Once an irrigator “overcame gravity” to get the water to the surface, he “used gravity” to distribute water to the crops. It was not until the late 1940s that the invention of the center pivot irrigation system would defy gravity again.

While the wells, pumps and power units were state of the art technology in the 1940s, gravity flow irrigation systems were decidedly low tech. Basically the farmer got his or her ground leveled just right – so that it sloped gently away from the well head – dug a series of ditches, turned on the pump and siphoned water into each row in the field. Yet, even in these low-tech systems, there was a lot to understand and control.

First, the leveling process. Water flows downhill. But if the hill is too steep, the water will become a torrent rather than a gentle stream that can be channeled and controlled. So a farmer thinking about irrigation had to pick a part of the farm that had gentle changes in elevation. Next, he or she hired a local earth mover or bought the necessary equipment to “level” the ground. Again, a completely flat field won’t allow water to flow downhill, so “leveling” actually meant constructing gentle slopes.

Gordon Schmidt talks about how the need to level the fields led to an entirely new industry.

To level a field, a grid of stakes was set up. From the highest point of the field – where the irrigation water would begin its journey – small bumps in the field were cut down and low points filled in until there was a slope of one to three percent in one direction and half a percent to 1.5 percent slope in the other. The main distribution ditch from the well across the top of the field ran along the steeper slope, while the flatter slope allowed water to travel down the furrows with the plants in them.

In the 1940s, the topography of the field was checked with a surveyor’s transit, and the equipment moved over and over the field. Today, a laser leveling system can make minute adjustments as the land grader moves across the field.

In the 40s, farmers then laid out their distribution ditches and planted their corn usually at right angles to the ditch. The seeds were planted near the top of the furrow and as they grew cultivation operations mounded more dirt up around the base of the corn stalk.

In the summers, as the heat built and the rains normally stopped, the farmer would carefully figure out how many rows he could get water to each day based on the amount of water per hour his well would produce and the length of the rows. The distribution ditch, called a “lateral,” would be dammed so that only part of it would be filled. The pump would be turned on and water flowed down the ditch.

Diena Thieszen Schmidt was 13 when she started helping her father and brother distribute the water to the corn.
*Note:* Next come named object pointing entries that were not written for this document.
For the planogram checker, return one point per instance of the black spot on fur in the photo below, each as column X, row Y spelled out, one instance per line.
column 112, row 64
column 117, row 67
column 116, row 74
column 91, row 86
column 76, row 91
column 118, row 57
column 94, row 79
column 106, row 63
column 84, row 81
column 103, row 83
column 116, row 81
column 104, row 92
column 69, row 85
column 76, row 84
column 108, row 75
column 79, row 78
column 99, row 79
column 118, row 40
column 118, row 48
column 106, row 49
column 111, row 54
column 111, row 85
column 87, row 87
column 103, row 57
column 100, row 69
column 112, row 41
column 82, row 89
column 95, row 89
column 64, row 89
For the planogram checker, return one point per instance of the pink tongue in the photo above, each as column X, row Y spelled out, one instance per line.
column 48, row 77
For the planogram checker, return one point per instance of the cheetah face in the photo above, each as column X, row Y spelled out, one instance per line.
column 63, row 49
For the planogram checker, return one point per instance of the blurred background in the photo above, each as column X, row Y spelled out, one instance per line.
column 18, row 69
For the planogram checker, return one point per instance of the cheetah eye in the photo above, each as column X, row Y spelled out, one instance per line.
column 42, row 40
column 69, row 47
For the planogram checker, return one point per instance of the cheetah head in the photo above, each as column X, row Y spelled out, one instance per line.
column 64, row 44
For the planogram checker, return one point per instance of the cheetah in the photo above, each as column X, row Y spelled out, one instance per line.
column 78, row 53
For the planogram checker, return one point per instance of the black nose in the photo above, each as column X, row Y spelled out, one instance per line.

She wasn’t always thrilled with the hard work. “Oh, you will never find people that prayed harder for rain than me and my brother,” Diena says. “We even meddled sometimes. One time we were so tired of irrigating and we saw there was a little leak developing on the tube someplace. So we took a screwdriver and kind of helped it along. Then shut down the motor and went home.”

Yet, somehow the work still got done and irrigation developed as one of the most important technologies in the farmer’s arsenal.